Wood is a freelance security consultant specializing in web app testing. He has a developer background, which can be a plus when explaining security problems in apps to the people who made them. He is also co-founder of the SteelCon conference, is an associate lecturer at Sheffield Hallam University in the UK, and has been a speaker at a number of conferences, including Def Con, ShmooCon, and Wild West Hackin’ Fest. He likes to mix a little whimsy into his Twitter feed.

Chris Wysopal

@WeldPond

A former programmer at Lotus and later a security researcher at the hacker collective L0pht, Wysopal was part of a team that warned Congress about gaping Internet vulnerabilities as far back as 1998. Wysopal is CTO and a co-founder of Veracode, an application security vendor. A self-professed application security and security-transparency buff, Wysopal's tweets are newsy and cover a wide range of security-related topics.

zseano

@zseano

Zseano is the handle of a well-known hacker in the bug bounty community.
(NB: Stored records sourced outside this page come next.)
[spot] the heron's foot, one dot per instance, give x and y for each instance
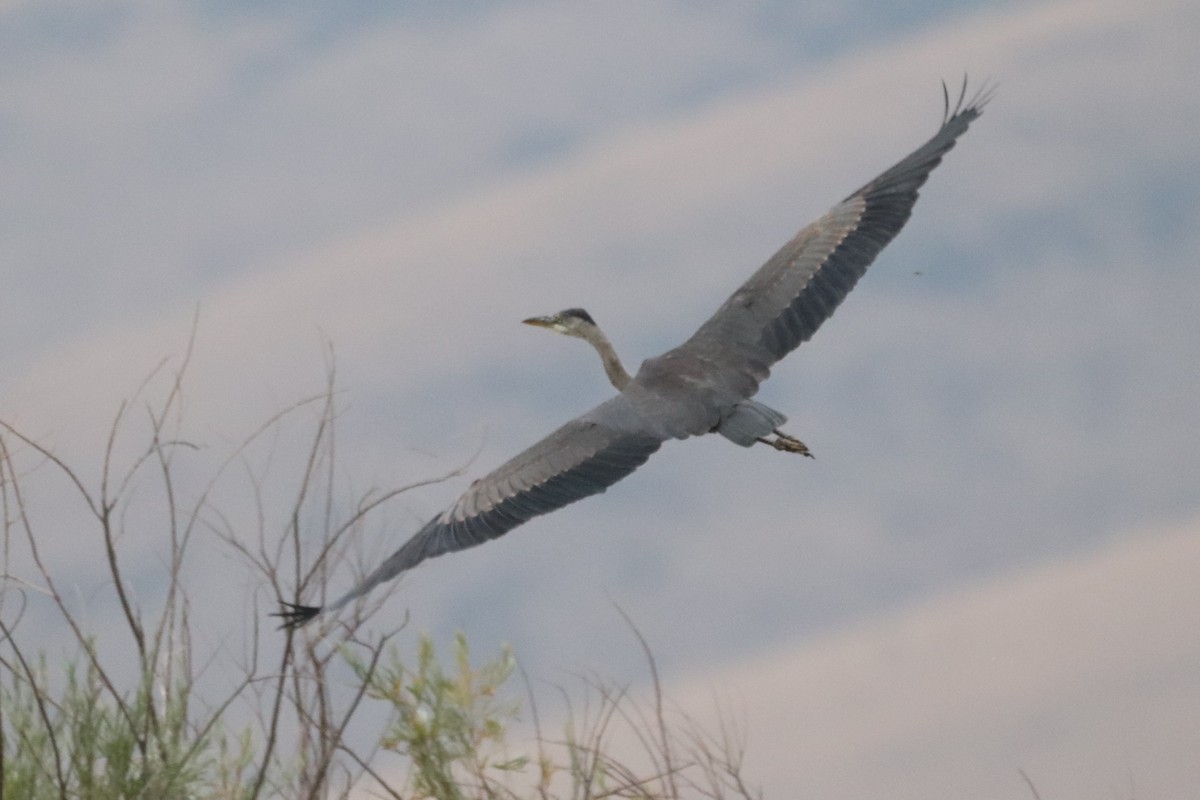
(785, 443)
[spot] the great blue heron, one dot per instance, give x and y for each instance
(703, 385)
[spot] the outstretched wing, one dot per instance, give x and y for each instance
(793, 293)
(583, 457)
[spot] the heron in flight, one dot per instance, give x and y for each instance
(705, 385)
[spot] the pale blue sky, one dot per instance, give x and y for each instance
(1012, 386)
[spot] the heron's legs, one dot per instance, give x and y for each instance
(785, 443)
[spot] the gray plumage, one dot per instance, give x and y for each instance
(703, 385)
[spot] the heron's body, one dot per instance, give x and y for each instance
(705, 385)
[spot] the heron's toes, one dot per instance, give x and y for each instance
(785, 443)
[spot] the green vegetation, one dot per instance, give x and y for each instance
(159, 709)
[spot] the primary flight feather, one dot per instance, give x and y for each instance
(703, 385)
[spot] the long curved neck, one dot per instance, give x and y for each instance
(612, 366)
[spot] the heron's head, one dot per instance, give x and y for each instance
(573, 322)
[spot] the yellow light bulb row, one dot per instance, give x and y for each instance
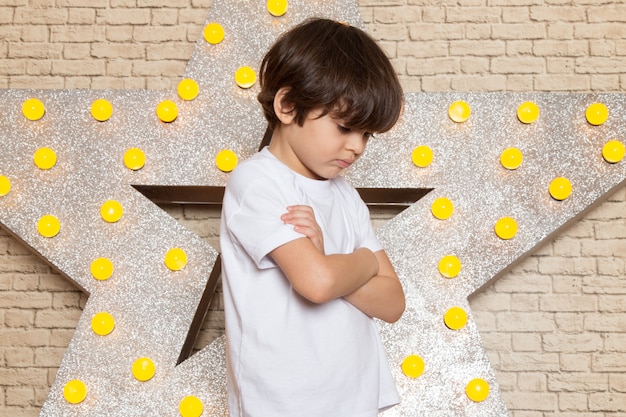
(167, 111)
(143, 369)
(528, 112)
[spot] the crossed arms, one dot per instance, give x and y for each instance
(365, 279)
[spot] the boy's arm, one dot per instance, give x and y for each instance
(319, 277)
(382, 296)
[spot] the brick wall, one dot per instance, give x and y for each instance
(554, 327)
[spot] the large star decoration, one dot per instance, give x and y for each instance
(492, 172)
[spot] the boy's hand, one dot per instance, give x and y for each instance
(303, 221)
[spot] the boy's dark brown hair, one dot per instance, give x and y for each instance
(339, 68)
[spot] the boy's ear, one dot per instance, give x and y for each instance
(282, 108)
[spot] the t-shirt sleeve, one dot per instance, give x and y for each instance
(254, 220)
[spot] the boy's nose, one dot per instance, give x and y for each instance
(356, 143)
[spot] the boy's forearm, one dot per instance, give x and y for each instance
(381, 297)
(321, 278)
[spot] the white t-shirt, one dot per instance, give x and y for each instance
(286, 356)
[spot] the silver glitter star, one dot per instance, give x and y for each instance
(154, 307)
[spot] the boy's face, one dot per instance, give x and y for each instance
(323, 147)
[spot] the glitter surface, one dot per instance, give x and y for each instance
(153, 307)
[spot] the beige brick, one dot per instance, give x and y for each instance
(35, 50)
(19, 357)
(518, 31)
(118, 50)
(78, 67)
(79, 51)
(558, 14)
(426, 49)
(19, 318)
(526, 342)
(559, 30)
(605, 401)
(572, 401)
(605, 83)
(11, 299)
(478, 48)
(181, 51)
(530, 401)
(78, 16)
(162, 3)
(567, 285)
(517, 65)
(598, 322)
(32, 16)
(119, 34)
(567, 266)
(20, 337)
(570, 322)
(568, 303)
(532, 382)
(52, 319)
(36, 82)
(577, 362)
(124, 16)
(478, 31)
(600, 31)
(80, 3)
(20, 396)
(436, 32)
(473, 14)
(158, 34)
(607, 13)
(524, 302)
(525, 322)
(572, 343)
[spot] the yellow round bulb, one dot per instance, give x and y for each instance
(511, 158)
(48, 226)
(5, 185)
(422, 156)
(101, 269)
(455, 318)
(175, 259)
(102, 323)
(597, 114)
(560, 188)
(477, 390)
(506, 228)
(33, 109)
(134, 159)
(111, 211)
(75, 391)
(245, 77)
(167, 111)
(613, 151)
(459, 111)
(442, 208)
(527, 112)
(449, 266)
(226, 160)
(213, 33)
(413, 366)
(190, 406)
(101, 110)
(45, 158)
(277, 7)
(143, 369)
(188, 89)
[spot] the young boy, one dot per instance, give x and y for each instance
(303, 272)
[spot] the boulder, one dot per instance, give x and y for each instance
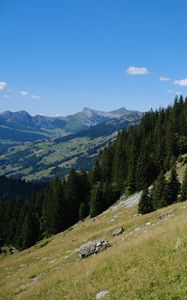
(117, 231)
(101, 294)
(93, 247)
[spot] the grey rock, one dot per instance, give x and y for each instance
(101, 294)
(118, 231)
(93, 247)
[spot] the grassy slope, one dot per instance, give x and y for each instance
(148, 261)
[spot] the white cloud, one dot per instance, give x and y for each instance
(182, 82)
(137, 71)
(3, 86)
(35, 97)
(178, 93)
(24, 93)
(6, 96)
(162, 78)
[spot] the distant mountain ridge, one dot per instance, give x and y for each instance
(21, 126)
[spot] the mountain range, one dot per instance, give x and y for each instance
(39, 147)
(21, 126)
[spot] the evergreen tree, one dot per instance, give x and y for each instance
(158, 193)
(96, 201)
(53, 210)
(83, 211)
(30, 230)
(173, 187)
(183, 194)
(145, 204)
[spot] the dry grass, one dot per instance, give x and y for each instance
(145, 262)
(148, 261)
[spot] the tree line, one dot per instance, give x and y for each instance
(139, 156)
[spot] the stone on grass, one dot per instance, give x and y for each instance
(93, 247)
(101, 294)
(117, 231)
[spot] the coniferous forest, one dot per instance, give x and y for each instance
(139, 158)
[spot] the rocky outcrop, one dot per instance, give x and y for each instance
(117, 231)
(93, 247)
Over the last few years, the self-taught hacker has created a platform for exchanging bug bounty notes, organized a live hacking event, and hosted a number of online mentoring sessions. He's a full-time bug bounty hunter who lives in the UK and has a "pay it forward" attitude toward life. As he told one interviewer, "I have always had people share their knowledge and help me, so I am just passing the good will on."